We’re meeting Rosie in Langley’s off Covent Garden, in time for the cocktails happy hour. It’s one of my favourite places to go, not only because about six or seven months ago it was the place to be (I think it was anyway, I first came here during the summer) but because I love the metallic, retro feel of the place.
I have got an unformed idea that Jackson, three or four cut-price Cosmos and I might go down pretty darn well on the dance floor later on in a Saturday Night Fever kind of way. I wouldn’t want to brag about my disco-dancing prowess but I reckon people must think I’m pretty good, they certainly always stare at me when I’m shaking my stuff to ‘Yes Sir, I Can Boogie’.
Rosie is late, and so I offer to order Jackson and me our first drinks at the bar and leave Kevin and Brian to fight over who gets to buy Carla a drink. As Jackson and I break away from them I feel Carla’s hungry little eyes follow us through the crowd. Nul point, Carla love.

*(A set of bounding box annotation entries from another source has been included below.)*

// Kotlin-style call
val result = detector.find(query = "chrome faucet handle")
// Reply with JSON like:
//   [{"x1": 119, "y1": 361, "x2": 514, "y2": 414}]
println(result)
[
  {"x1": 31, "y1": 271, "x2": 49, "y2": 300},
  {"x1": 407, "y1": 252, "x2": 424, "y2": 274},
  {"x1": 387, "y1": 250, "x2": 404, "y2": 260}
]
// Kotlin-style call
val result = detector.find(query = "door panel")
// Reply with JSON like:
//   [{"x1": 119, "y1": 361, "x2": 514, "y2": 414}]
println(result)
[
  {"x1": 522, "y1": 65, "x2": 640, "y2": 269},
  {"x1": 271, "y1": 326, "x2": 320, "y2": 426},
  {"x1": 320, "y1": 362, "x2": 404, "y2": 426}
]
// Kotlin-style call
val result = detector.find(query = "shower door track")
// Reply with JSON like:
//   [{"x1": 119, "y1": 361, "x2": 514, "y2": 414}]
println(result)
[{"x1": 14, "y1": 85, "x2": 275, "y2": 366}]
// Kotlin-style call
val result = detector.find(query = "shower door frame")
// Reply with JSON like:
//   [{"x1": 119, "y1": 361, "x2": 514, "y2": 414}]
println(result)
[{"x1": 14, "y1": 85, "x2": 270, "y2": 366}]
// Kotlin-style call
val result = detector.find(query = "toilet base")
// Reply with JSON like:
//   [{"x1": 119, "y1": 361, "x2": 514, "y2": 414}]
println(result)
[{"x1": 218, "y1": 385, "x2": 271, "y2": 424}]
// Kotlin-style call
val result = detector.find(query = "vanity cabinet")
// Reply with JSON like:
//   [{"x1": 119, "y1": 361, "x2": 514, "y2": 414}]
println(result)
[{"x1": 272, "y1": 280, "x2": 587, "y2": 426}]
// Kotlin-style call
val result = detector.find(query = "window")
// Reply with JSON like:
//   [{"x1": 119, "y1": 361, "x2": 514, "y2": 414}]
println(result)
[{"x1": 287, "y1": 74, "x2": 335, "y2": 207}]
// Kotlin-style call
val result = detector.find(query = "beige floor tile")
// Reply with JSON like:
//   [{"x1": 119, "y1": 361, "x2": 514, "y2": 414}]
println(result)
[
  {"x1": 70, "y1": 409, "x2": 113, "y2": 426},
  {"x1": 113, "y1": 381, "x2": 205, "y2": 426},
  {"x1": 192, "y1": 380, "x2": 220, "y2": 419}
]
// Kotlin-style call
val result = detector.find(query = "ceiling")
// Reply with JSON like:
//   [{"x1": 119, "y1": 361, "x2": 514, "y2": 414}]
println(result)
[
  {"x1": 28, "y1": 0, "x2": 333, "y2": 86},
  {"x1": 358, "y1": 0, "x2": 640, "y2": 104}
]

The bar is crowded, about four or so people deep thronged in a dense mix of suited salesmen, Red-or-Dead-and Diesel-clad media girls and those who would have been models if only fate had made them taller, thinner and better looking, but who gamely sport the ‘fuck you’ pout anyhow.
The secret weapon that I have over pretty much all of these people is that even though some of them have been queuing for nearly ten minutes, I will almost certainly get served before they do. How? It’s simple. I squirm my way towards the edge of the bar, disarming normally competitive men by activating weapon ‘cleavage stun’ and negotiating feisty girls with a well-placed rib-bound elbow. When the target site is taken I stand on the foot rail that runs along the bottom of the bar with both feet and lean as far over it as I possibly can, exposing at least three inches of cleavage. Unless I’m very unlucky and the bar is entirely worked by mean-minded women or gay men I will be served straight away. Tonight is no exception. One guy, temporarily wrenched out of my thrall, mutters, ‘Bloody typical,’ under his breath but I’ve started a tab, left my card behind the bar and made my way back to our much-coveted table before he’ll even make it back to the bar’s edge.